The Web – Winning

People just don’t understand how obsessed I am with winning.
– Kobe Bryant

I almost always win.

I married my high school crush, when other boys in her peer group had tried and failed. I was recognized and promoted over my peers at my summer job, despite being one of the youngest employees. I got into the schools I applied to, with the degree programs I wanted, with honors and scholarships. I got the grades I wanted, and the internships I wanted, and I did well in those positions. I’ve never interviewed for a job and failed to get an offer. I won contests, prizes, competitions.

My divorce at the beginning of this year was the first time I really, truly failed at something I had tried hard to do.

This is probably the definition of a first-world problem, but it is a problem. I am terrified of losing.
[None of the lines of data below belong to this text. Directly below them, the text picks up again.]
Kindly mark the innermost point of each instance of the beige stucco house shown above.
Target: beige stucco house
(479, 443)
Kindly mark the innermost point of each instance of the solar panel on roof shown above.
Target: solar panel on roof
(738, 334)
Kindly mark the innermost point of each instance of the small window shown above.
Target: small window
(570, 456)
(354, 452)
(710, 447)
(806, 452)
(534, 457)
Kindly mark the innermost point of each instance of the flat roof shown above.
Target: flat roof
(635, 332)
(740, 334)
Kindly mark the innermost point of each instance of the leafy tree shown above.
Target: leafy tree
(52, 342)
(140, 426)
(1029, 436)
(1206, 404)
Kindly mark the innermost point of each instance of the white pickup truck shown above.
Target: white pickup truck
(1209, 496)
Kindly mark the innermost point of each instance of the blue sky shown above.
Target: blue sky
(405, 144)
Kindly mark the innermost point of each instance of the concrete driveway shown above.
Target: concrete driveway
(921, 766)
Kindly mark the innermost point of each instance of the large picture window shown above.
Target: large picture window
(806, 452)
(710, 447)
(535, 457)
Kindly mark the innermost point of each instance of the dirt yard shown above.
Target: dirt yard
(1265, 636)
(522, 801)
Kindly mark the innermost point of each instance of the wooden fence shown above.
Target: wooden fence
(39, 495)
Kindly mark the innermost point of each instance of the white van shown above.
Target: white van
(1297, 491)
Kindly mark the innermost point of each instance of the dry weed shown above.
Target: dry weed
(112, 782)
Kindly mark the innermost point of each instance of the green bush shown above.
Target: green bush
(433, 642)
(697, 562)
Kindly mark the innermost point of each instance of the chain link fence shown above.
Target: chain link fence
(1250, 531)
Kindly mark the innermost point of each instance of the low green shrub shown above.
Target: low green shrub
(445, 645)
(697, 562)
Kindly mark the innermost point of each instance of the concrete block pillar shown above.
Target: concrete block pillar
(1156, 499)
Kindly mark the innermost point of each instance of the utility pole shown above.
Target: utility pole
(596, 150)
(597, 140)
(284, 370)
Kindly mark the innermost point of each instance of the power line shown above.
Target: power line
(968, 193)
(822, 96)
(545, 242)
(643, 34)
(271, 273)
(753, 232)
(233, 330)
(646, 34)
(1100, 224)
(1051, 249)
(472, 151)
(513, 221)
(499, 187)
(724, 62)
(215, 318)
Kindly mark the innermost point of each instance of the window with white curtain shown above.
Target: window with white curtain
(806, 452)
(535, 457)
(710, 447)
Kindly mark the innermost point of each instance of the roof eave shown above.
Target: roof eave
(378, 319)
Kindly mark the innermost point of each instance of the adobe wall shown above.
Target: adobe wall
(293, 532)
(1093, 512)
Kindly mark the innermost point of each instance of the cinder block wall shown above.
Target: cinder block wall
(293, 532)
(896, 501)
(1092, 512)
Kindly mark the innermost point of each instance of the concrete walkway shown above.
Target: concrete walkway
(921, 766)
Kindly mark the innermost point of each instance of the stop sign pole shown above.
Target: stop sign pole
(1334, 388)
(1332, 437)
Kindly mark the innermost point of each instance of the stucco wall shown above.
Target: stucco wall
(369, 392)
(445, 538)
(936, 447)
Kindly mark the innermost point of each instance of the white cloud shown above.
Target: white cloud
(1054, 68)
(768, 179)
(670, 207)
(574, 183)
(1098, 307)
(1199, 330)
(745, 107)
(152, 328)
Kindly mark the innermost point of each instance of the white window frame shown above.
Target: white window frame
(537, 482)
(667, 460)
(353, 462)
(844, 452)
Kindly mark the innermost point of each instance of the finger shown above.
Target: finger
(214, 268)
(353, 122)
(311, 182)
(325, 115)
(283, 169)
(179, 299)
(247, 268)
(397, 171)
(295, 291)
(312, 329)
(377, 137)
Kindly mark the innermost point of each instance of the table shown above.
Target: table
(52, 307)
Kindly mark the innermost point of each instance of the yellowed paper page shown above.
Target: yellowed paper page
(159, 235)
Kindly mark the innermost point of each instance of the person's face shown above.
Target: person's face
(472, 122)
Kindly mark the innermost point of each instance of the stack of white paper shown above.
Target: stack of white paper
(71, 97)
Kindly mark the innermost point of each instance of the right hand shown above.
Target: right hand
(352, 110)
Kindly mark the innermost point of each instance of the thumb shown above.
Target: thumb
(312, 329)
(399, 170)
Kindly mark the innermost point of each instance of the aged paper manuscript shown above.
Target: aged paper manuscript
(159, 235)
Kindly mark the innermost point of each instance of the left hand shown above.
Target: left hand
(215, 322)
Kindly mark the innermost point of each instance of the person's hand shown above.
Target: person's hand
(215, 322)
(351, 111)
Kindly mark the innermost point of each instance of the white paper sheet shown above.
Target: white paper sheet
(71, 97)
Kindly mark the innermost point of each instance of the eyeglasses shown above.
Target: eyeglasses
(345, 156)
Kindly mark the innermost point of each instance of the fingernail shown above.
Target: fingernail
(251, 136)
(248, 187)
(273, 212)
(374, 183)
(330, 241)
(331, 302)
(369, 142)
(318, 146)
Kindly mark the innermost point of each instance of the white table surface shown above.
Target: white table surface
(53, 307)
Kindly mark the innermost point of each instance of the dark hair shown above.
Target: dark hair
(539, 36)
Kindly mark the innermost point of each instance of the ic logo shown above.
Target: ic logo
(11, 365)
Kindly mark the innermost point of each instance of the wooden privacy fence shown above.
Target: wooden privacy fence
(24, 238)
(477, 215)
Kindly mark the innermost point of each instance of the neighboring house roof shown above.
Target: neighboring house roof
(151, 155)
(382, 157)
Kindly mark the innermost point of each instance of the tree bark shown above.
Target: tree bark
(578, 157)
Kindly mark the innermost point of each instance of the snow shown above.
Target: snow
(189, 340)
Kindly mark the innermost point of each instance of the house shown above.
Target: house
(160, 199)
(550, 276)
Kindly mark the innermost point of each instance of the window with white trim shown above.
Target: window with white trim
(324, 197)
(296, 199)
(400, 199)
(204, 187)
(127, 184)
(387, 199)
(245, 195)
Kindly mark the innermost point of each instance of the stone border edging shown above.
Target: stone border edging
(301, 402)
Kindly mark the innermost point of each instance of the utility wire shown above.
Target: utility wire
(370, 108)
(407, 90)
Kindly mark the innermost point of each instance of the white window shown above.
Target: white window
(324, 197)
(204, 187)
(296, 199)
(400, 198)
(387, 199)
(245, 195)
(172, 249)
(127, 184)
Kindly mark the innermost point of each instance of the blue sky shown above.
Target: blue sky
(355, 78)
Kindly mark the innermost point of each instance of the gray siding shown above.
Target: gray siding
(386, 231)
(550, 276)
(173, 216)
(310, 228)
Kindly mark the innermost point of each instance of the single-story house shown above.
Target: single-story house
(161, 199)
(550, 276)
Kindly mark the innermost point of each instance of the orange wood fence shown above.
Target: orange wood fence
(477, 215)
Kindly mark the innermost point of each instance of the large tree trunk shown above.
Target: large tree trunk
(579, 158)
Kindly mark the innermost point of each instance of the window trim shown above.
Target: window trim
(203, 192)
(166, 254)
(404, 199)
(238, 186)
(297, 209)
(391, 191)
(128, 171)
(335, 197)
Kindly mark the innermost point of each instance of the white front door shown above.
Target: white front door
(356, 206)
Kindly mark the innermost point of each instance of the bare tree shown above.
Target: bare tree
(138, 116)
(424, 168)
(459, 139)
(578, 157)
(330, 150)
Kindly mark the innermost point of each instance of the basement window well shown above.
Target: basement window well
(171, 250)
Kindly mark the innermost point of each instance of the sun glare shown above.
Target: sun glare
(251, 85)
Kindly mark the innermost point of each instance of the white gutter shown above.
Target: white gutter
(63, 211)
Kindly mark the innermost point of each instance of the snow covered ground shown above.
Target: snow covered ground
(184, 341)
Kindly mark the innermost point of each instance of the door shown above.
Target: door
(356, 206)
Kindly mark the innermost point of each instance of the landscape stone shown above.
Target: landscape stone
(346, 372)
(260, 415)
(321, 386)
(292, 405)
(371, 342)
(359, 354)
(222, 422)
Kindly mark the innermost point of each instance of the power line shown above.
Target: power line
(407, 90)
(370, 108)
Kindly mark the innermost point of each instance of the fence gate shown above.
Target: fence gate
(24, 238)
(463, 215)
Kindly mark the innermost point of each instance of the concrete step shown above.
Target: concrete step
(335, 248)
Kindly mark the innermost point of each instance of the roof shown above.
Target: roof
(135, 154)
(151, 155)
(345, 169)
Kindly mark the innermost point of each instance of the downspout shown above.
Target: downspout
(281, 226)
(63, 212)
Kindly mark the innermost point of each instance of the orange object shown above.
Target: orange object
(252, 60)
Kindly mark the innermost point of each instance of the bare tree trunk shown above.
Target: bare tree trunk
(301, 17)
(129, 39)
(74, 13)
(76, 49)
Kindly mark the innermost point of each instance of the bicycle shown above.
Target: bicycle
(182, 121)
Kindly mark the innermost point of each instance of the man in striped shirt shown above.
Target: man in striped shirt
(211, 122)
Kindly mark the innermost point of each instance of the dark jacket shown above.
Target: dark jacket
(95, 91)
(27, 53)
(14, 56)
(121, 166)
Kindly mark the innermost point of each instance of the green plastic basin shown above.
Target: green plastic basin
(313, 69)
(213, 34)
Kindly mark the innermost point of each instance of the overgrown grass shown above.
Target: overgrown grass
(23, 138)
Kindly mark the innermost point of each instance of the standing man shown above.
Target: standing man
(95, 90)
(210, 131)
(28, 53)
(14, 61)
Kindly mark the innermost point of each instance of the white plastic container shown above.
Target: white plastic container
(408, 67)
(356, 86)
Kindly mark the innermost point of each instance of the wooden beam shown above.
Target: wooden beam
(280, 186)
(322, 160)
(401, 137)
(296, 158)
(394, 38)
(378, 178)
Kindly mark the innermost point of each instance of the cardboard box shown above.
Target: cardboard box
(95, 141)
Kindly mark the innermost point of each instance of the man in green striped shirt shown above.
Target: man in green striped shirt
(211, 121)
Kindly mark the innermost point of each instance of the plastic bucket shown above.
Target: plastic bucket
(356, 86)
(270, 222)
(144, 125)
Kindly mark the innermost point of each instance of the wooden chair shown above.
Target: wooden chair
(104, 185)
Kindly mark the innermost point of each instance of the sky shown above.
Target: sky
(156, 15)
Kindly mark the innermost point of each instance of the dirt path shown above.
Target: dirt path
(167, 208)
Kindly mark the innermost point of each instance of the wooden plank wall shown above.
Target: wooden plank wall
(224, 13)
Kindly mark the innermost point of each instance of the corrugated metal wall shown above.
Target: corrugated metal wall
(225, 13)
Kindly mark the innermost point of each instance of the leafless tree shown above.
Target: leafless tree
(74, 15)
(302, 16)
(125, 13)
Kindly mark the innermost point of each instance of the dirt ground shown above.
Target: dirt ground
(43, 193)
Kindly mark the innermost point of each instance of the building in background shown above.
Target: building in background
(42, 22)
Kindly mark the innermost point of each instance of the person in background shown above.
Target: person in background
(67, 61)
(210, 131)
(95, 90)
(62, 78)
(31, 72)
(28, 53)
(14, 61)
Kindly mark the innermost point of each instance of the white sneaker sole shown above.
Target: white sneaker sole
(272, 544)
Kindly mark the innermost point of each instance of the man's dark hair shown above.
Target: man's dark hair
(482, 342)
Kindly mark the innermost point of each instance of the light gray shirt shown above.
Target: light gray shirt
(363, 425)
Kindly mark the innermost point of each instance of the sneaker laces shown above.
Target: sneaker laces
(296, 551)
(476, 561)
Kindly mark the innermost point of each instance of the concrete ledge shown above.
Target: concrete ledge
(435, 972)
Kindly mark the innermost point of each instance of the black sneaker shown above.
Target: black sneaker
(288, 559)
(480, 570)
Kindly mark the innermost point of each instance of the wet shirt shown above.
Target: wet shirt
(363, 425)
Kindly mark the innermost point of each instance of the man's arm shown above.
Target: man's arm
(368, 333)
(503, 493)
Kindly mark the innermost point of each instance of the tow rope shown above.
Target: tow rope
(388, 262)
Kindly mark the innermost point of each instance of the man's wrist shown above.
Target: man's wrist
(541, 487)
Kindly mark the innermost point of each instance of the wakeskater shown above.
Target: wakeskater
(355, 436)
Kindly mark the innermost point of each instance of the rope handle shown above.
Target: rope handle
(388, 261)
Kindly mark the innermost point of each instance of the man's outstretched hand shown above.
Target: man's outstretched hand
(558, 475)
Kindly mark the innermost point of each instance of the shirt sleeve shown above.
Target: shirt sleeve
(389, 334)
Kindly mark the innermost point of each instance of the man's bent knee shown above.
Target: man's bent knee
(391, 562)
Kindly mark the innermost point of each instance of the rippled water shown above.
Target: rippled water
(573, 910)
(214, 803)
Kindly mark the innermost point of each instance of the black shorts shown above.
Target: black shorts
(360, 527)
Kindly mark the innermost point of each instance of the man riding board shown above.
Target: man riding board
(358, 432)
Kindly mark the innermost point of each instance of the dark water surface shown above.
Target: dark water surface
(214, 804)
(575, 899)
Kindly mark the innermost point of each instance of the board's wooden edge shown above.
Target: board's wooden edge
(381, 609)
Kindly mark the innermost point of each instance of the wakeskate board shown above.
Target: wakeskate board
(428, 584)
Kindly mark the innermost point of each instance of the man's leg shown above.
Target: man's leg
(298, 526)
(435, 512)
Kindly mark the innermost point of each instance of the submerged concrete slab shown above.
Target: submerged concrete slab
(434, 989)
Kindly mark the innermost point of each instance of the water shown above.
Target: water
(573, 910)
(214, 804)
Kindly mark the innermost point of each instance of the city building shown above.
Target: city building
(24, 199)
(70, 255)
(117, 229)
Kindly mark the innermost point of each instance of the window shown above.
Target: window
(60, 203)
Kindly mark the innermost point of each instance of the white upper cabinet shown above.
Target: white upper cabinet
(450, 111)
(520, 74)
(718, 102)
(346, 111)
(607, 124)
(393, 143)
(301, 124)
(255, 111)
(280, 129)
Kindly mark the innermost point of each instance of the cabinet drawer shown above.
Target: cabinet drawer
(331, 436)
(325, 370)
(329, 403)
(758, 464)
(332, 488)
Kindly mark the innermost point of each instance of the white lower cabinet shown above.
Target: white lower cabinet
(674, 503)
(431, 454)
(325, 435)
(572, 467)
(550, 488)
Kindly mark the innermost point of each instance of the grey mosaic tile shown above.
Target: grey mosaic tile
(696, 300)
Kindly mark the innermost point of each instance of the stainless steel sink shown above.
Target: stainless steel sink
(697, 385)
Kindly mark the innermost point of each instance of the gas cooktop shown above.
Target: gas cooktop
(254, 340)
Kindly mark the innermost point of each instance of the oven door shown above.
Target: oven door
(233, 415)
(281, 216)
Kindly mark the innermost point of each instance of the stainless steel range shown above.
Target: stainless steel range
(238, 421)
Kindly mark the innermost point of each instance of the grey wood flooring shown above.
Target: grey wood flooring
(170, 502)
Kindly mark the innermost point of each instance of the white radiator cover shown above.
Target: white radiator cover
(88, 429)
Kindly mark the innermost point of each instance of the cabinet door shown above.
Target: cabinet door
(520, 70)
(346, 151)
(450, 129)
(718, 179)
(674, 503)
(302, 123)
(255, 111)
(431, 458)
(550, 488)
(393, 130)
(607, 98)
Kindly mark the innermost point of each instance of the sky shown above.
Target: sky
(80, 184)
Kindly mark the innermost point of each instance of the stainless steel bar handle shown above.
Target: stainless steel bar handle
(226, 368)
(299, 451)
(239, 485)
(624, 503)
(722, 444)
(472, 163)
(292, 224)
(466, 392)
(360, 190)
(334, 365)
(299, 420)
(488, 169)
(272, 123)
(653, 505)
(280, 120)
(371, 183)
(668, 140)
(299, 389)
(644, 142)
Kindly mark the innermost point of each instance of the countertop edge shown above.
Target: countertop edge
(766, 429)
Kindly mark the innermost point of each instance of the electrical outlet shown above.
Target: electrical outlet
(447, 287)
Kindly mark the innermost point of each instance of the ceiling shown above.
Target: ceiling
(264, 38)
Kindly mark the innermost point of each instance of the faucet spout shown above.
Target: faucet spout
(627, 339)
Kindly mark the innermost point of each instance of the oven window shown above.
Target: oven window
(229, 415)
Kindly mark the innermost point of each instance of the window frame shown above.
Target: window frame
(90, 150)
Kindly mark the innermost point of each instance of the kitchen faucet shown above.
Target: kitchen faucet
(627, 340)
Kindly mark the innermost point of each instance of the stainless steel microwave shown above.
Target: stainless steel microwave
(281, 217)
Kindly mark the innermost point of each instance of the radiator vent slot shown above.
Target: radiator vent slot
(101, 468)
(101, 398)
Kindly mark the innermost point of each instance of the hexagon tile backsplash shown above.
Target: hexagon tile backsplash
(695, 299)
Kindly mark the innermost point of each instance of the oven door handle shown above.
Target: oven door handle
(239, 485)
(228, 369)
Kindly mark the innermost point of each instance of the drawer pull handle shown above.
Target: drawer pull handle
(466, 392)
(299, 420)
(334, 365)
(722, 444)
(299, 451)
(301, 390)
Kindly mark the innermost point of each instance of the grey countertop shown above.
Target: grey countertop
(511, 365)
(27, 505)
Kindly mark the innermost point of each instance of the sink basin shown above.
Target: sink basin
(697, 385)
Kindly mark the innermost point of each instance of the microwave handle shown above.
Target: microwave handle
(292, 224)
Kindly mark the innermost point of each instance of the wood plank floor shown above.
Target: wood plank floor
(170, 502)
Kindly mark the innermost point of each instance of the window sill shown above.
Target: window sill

My conception – and others’ – of myself as a capital-w Winner means I don’t take the kinds of risks I should. I don’t tend to start things I think there is a good chance of failing. Obviously this is a problem – many of the things I need to do to get what I want out of life have a very high chance of failure (such as picking up women), and only through trying them many, many times is success remotely likely.

So – this is a strand in the web. If I wasn’t so attached to this image of Agon as a competent, skilled, successful person who gets everything done smoothly the first try, it would be much easier to take risks. I’d be more likely to put myself in situations where I’m likely to look like an idiot, situations where I will lose out to other people or get unlucky or just plain not be good enough to meet my goal.

I almost always win, and since I’m not king of the world yet, this can only be because I’m not challenging myself enough. So my desire to keep always winning is a strand in the web – I need to redefine how I think about challenge and failure, and try harder things. Until I’m putting in my full effort and still failing a significant portion of the time, I’m not pushing to my full potential.

3 comments

  1. What just happened? You just described me!

    This is my biggest setback, and I understand you completely. What stuck most with me is that I noticed that we always set sub-challenging goals so it is certain we will win. What I do is never hard enough.